Rent The Big Short on Amazon Video
Written by: Charles Randolph and Adam McKay (screenplay), Michael Lewis (book)
Directed by: Adam McKay
Starring: Christian Bale, Steve Carell, Ryan Gosling
Rated: R
Plot:
Investment banker Michael Burry (Christian Bale) discovers a housing bubble and bets against mortgage bonds, traditionally one of the safest bonds. Three other outsiders follow his lead. They're poised to get rich when the global economy crumbles. This is based on a true story, and the housing bubble did in fact burst.
Verdict:
The Big Short is an incredible education in the economic collapse, the housing market, and who's at fault. .It's an underdog story, but winning means a collapse in the economy so it's hard to root for the protagonists. They're taking advantage to get rich, which isn't much different from the banks they are targeting. The core story is excellent, but there are a few too many cutaways to stock footage and even a rap video. The movie often feels like part documentary, but those additions are unnecessary. The cutaway celebrity explanations are distracting and repetitive. I easily understood what was going on and didn't need a reductive explanation. It's very smart. It's part absurdist humor, investigative exploration, and fraud expose. It tackles the prediction and downfall from multiple angles, providing a clear and comprehensive picture of what happened. It's going to be a movie that's a sign of the times and an expose on what happened.
Watch it.
Review:
Gosling gives a great opener that's part history of banking and part why the housing bubble burst. Two minutes in I know why the housing market collapsed. A banker bundled mortgages to sell them for big profit. When you run out of good ones, you start bundling bad ones. It's a slick explanation.
The Big Short - It's what you know for sure that gets you in trouble. |
The writing is very good. The financial crisis is handled with levity. Celebrity cameos explain concepts, but I found it repetitive. Frequent cutaways to stock footage and a hip hop sound track take the punch away from the seriousness of the issue, but it also makes it feel unrefined.
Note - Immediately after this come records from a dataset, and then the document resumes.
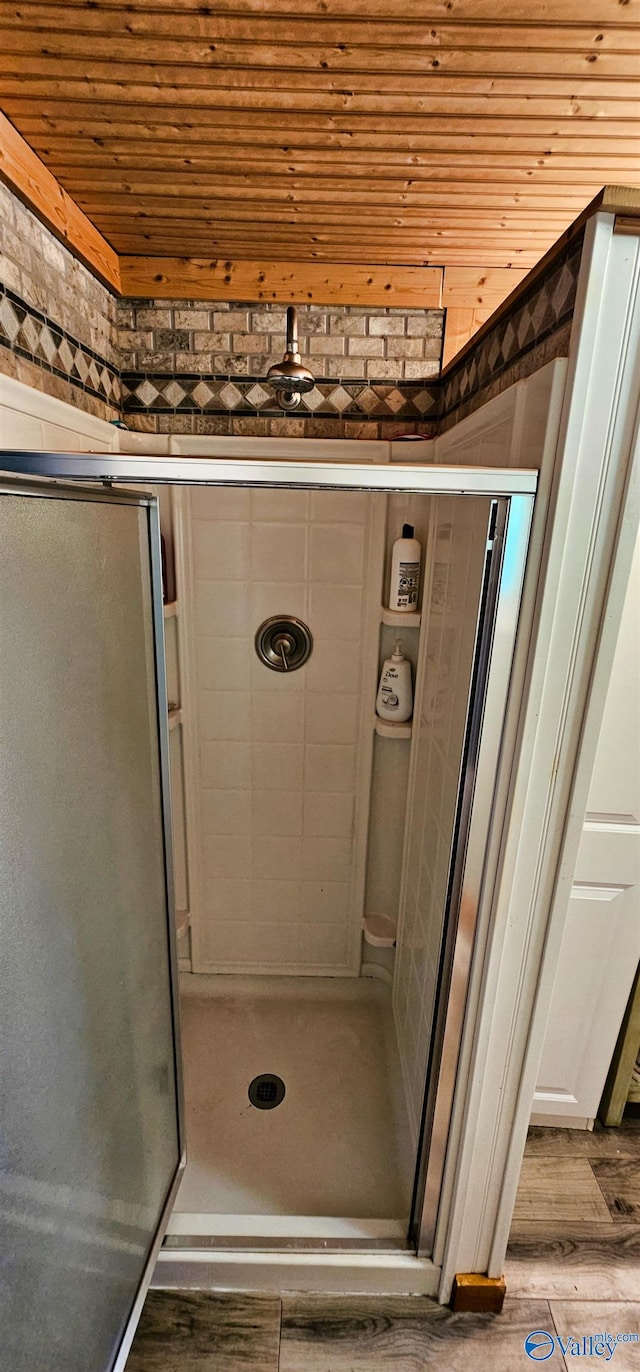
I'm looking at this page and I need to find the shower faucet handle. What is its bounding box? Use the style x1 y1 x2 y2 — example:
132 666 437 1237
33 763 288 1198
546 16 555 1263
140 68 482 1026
273 634 294 672
255 615 313 672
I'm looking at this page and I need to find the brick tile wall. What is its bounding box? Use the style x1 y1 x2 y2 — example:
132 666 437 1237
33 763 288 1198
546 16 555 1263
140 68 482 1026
0 184 121 420
118 299 444 438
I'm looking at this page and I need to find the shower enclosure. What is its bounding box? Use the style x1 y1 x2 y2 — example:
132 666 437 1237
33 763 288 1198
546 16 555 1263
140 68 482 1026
0 453 536 1372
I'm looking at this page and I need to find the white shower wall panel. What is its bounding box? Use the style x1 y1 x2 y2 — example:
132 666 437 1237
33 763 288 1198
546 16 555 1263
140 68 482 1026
187 488 382 975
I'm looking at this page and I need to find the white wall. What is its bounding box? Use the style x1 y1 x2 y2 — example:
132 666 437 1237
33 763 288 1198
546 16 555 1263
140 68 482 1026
0 376 119 453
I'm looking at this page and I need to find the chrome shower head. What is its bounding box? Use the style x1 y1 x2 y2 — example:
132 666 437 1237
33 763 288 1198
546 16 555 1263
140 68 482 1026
266 305 316 410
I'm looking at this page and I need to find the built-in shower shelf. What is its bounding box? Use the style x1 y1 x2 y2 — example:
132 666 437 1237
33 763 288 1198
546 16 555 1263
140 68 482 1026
363 915 396 948
374 715 413 738
380 605 422 628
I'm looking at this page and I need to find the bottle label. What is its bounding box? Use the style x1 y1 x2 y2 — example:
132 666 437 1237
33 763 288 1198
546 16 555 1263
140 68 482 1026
397 563 420 609
380 667 400 709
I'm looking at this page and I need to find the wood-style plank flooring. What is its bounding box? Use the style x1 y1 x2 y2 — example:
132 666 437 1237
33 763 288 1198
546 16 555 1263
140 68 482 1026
128 1120 640 1372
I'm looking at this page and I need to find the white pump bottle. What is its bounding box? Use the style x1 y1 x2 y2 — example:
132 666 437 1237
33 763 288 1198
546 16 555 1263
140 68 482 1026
375 639 413 724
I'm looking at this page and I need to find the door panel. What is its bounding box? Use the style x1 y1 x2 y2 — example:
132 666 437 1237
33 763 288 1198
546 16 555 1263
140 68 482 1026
0 491 183 1372
533 538 640 1128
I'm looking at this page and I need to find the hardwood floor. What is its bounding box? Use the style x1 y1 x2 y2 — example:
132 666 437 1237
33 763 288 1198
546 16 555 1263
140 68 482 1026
504 1118 640 1295
126 1291 280 1372
126 1120 640 1372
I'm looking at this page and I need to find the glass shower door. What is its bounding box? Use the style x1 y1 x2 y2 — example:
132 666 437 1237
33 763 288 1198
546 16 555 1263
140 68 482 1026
0 483 183 1372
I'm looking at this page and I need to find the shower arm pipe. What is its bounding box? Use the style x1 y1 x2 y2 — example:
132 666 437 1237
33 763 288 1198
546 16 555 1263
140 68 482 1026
0 452 538 497
284 305 299 361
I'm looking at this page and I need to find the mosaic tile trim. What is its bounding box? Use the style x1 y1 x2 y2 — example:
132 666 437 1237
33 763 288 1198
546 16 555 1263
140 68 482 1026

I do like how the movie tells us when it's distorting the facts or embellishing.
The movie does a great job of introducing characters and juggling main and side characters. Bale as Michael Burry is impeccable. I knew right away this was going to be a standout performance from him.
Everyone thinks Burry is crazy to bet against mortgage bonds, but they're happy to take his money. Burry was a a former medical doctor who decided to try investing and succeeded. If he's right, and he's sure he is, he's sitting on a huge payday. No one believes him despite how well he's done. The other characters in the movie discover Burry's idea and research instead of dismissing it like everyone else in the world.
The film jumps two years, when mortgage bonds should start to fail. The protagonists are baffled that mortgage bond ratings haven't decreased. The game is rigged. Ignorance is running rampant. The SCC isn't even investigating. S&P who rates the loans won't decrease the rating because they would lose business.
The facts are staggering. On a 50 million mortgage bond, a billion is bet against it. Banks were shorting bonds and financing that by selling shorts of triple A loans. Even the triple A loans defaulted. The end is the most enraging part. Homeowners are on the street, mortgage brokers are looking for work, but the banks, who orchestrated this mess, got bailouts and gave themselves bonuses, blaming everyone else. Only one banker went to jail, and he did nothing the big banks hadn't done. The banks went back to the same tactics. Michael Burry contacted the government to discuss his prediction of the failure and was never contacted. The economy crumbled and nobody cared. To ask questions, would reveal the complete failure of the governing bodies from top to bottom.